Achieving full observability across enterprise applications is challenging. While third-party services like New Relic or Datadog make end-to-end observability easier, as your application grows in complexity, so does the telemetry data, leading to increased costs. Migrating to an open source stack gives you control over telemetry data and reduces observability costs, despite challenges with existing service provider commitments.
Migrating to open source solutions is straightforward with simple architecture and tech stacks. However, transitioning the entire observability stack to open source demands meticulous planning, tools/frameworks assessments, testing, risk analysis, and cross-team communication, especially given the number of microservices, heavy cloud reliance, and diverse languages and frameworks to take into account.
A cloud observability platform usually absorbs 20%-30% of overall infrastructure spending, but in some cases, it can reach 50%-60%. If your observability expenses exceed 50%, then transitioning to open source solutions would be a sensible option to mitigate tech infrastructure costs.
For the past two years, I have been working on migrating the observability platform from a proprietary solution provider to an open source stack. Let’s dive into the key steps necessary for such a migration.

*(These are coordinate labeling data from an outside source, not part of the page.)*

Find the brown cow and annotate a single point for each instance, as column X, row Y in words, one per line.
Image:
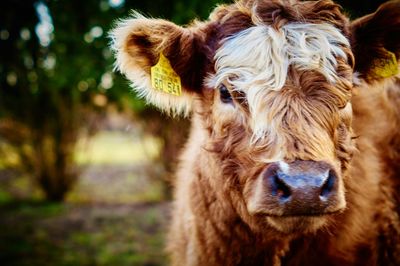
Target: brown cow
column 294, row 151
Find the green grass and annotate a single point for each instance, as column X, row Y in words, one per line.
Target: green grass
column 115, row 147
column 35, row 233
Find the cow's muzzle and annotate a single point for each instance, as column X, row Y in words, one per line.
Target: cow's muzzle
column 302, row 188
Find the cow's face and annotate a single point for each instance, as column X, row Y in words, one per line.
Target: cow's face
column 270, row 82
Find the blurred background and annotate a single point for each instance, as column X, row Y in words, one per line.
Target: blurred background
column 85, row 166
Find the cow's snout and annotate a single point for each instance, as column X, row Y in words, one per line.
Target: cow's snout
column 302, row 188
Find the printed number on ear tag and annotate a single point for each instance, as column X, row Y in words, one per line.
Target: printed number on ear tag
column 385, row 66
column 164, row 78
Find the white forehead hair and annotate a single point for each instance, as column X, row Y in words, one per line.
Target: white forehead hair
column 256, row 60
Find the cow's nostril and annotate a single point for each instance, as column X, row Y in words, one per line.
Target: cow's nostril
column 328, row 186
column 280, row 189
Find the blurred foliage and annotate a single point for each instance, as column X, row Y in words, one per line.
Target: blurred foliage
column 56, row 80
column 54, row 92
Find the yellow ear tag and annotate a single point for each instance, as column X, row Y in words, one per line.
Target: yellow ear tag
column 385, row 66
column 164, row 78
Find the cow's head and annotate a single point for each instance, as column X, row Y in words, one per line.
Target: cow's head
column 269, row 84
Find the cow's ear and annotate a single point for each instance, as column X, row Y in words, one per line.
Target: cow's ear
column 376, row 43
column 165, row 62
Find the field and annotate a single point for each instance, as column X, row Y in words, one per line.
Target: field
column 115, row 215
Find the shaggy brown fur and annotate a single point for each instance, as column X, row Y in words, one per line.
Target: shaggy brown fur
column 352, row 125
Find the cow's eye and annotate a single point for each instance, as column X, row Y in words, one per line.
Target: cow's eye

Finalize the key telemetry data and systems
Managed observability platforms offer comprehensive insights into system health, necessitating a significant volume of high-quality telemetry data. By default, the agents tasked with capturing and transmitting telemetry data are configured to gather as much information as possible, facilitating the creation of extensive dashboards and reports. However, this extensive data collection contributes to the overall cost.
Select which systems you actually need to monitor. A typical enterprise application includes databases, caching databases, container orchestrators, and numerous cloud services. Engineers often monitor more services than necessary, which leads to unnecessary complexities and costs. It’s often sufficient to streamline the monitoring scope to essential systems.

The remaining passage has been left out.